Dutch citizen Bernard Pessers traded postage stamps through eBay and was accused of fraud by an anonymous Lycos member on his home page. Pessers demanded the closure of the site and told Lycos that he also wanted to know the identity of its member. When Lycos refused, Pessers took the ISP to court.

After the initial verdict, Lycos handed over the data, but when the address turned out to be wrong, Pessers started another procedure to force Lycos to find the correct information. That demand was turned down in court, but this was in turn overruled by the Dutch Appeals Court. Lycos then took the case to the Dutch Supreme Court. The so-called Lycos-Pessers defence, which has dragged on for years, has attracted attention from legal experts worldwide.

The Supreme Court today for the most part followed the opinion of the Dutch Advocate General, who earlier this year argued that ISPs in some cases can indeed be sued over the identity of their members to pursue a civil action against someone who's anonymous.

Dutch anti piracy organisation BREIN, which paid the legal bill of Pessers, is delighted with the verdict. It believes the ruling will be beneficial to its case against ISPs who refuse to identify illegal file swappers.

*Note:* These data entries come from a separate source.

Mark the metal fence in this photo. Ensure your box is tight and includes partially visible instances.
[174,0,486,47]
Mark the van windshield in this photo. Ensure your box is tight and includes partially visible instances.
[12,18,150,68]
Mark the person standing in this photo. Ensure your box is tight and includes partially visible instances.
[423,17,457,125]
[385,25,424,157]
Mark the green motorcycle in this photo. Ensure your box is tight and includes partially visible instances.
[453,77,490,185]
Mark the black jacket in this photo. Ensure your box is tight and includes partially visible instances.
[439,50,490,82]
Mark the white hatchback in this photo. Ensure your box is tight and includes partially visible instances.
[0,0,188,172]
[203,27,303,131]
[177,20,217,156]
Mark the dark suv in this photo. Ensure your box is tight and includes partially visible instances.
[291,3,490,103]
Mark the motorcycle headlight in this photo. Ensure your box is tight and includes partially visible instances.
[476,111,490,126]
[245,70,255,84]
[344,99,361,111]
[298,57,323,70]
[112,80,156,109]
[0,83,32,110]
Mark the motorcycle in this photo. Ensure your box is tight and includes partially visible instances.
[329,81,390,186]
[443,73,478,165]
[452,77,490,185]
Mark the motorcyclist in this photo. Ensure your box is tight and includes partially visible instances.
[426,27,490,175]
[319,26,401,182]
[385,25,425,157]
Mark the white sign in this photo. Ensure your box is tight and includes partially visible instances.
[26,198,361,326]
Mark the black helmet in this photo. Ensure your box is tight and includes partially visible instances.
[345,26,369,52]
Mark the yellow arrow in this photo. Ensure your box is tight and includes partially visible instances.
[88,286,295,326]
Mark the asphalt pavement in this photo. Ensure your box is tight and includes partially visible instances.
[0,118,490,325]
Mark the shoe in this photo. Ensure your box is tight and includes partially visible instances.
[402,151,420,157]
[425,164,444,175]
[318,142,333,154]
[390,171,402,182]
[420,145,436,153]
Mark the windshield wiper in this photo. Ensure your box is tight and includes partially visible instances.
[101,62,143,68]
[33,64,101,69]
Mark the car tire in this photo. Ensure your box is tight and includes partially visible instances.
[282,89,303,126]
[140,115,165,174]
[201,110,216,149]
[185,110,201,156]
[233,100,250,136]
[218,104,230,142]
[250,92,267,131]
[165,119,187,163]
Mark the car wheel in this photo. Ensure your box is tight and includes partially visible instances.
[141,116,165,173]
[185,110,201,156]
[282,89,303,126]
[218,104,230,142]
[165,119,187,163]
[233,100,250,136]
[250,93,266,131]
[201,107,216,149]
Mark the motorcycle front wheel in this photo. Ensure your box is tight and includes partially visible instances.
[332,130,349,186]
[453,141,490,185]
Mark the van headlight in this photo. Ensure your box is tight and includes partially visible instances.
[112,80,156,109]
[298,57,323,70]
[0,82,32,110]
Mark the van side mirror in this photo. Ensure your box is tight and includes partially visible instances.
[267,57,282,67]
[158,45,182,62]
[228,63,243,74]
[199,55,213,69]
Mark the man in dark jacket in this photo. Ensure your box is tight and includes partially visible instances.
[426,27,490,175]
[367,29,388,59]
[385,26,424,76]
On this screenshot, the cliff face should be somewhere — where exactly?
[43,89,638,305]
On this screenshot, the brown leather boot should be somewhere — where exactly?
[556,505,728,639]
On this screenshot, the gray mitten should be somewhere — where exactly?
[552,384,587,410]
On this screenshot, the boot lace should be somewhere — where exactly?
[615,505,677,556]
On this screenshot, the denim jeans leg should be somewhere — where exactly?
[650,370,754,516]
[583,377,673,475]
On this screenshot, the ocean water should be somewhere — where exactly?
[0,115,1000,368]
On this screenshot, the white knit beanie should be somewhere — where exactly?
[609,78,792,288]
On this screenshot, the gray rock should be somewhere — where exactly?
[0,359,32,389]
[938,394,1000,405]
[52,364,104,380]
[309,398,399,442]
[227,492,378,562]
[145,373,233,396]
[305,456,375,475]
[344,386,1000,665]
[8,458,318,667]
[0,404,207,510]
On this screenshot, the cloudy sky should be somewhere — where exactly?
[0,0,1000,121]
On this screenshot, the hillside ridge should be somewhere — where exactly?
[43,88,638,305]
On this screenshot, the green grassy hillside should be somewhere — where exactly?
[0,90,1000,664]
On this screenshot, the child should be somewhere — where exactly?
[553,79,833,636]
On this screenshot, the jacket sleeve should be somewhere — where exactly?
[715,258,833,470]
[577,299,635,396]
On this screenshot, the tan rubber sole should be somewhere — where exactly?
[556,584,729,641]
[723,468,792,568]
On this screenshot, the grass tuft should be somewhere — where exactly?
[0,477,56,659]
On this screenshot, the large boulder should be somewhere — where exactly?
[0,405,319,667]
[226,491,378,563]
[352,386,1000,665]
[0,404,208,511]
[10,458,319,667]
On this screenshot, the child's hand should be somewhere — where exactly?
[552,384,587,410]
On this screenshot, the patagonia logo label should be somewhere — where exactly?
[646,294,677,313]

Legal experts, however, fear the ruling can also have consequences for anonymous whistleblowers who want to put up a website and speak out without reprisal. Earlier this month Dutch citizen Ruud Rietveld went to jail over his refusal to remove a website where what he claims are unscrupulous businessmen in the camping site business are "exposed". Despite his detention his site is still up and running.